Returns:	Initial state tuple - object of GRUStateTuple class.

forward(x, prev_state_tuple)[source]¶

Controller forward function.

Parameters:	x – a Tensor of input data of size [BATCH_SIZE x INPUT_SIZE] (generally the read data and input word concatenated) prev_state_tuple – Tuple of the previous hidden and cell state
Returns:	outputs a Tensor of size [BATCH_SIZE x OUTPUT_SIZE] and an GRU state tuple.

class miprometheus.models.controllers.LSTMStateTuple[source]¶: Tuple used by LSTM Cells for storing current/past state information.

class miprometheus.models.controllers.LSTMController(params)[source]¶

A wrapper class for a LSTM-based controller.

__init__(params)[source]¶

Constructor.

Parameters:	params – Dictionary of parameters.

init_state(batch_size)[source]¶

Returns ‘zero’ (initial) state tuple.

Parameters:	batch_size – Size of the batch in given iteraction/epoch.
Returns:	Initial state tuple - object of LSTMStateTuple class.

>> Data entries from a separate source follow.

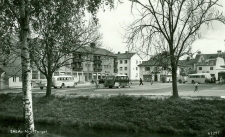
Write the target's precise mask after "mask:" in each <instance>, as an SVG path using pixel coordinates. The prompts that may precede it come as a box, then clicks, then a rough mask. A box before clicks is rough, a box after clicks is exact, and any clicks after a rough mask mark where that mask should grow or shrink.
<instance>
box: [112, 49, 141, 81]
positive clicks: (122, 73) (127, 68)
mask: <svg viewBox="0 0 225 137" xmlns="http://www.w3.org/2000/svg"><path fill="white" fill-rule="evenodd" d="M115 55H116V56H117V62H118V65H117V68H118V74H124V75H127V76H128V77H129V78H130V79H131V80H139V79H140V74H139V67H138V65H139V64H141V63H142V61H143V60H142V58H141V57H140V56H139V55H138V54H137V53H131V52H128V51H126V52H125V53H120V52H118V54H115Z"/></svg>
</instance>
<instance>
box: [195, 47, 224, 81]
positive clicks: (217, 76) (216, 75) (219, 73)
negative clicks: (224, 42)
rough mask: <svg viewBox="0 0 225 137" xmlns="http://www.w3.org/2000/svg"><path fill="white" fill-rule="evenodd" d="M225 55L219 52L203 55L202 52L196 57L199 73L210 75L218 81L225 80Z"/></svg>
mask: <svg viewBox="0 0 225 137" xmlns="http://www.w3.org/2000/svg"><path fill="white" fill-rule="evenodd" d="M224 59H225V53H224V52H222V51H221V50H218V51H217V53H215V54H202V53H201V52H200V51H199V52H198V54H197V55H196V57H195V60H196V71H197V73H209V74H210V75H211V76H212V77H215V78H216V80H219V79H220V78H221V77H223V78H225V62H224Z"/></svg>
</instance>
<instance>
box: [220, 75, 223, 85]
mask: <svg viewBox="0 0 225 137" xmlns="http://www.w3.org/2000/svg"><path fill="white" fill-rule="evenodd" d="M222 85H223V78H222V77H220V86H222Z"/></svg>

forward(x, prev_state_tuple)[source]¶

Controller forward function.

Parameters:	x – a Tensor of input data of size [BATCH_SIZE x INPUT_SIZE] (generally the read data and input word concatenated) prev_state_tuple – Tuple of the previous hidden and cell state
Returns:	outputs a Tensor of size [BATCH_SIZE x OUTPUT_SIZE] and an LSTM state tuple.

class miprometheus.models.controllers.RNNStateTuple[source]¶: Tuple used by LSTM Cells for storing current/past state information.

class miprometheus.models.controllers.RNNController(params)[source]¶

A wrapper class for a feedforward controller?

TODO: Doc needs update!

__init__(params)[source]¶

Constructor for a RNN.

Parameters:	params – Dictionary of parameters.

init_state(batch_size)[source]¶

Returns ‘zero’ (initial) state tuple.

Parameters:	batch_size – Size of the batch in given iteraction/epoch.
Returns:	Initial state tuple - object of RNNStateTuple class.

forward(inputs, prev_hidden_state_tuple)[source]¶

Controller forward function.

Parameters:	inputs – a Tensor of input data of size [BATCH_SIZE x INPUT_SIZE] (generally the read data and input word concatenated) prev_state_tuple – Tuple of the previous hidden state
Returns:	outputs a Tensor of size [BATCH_SIZE x OUTPUT_SIZE] and an RNN state tuple.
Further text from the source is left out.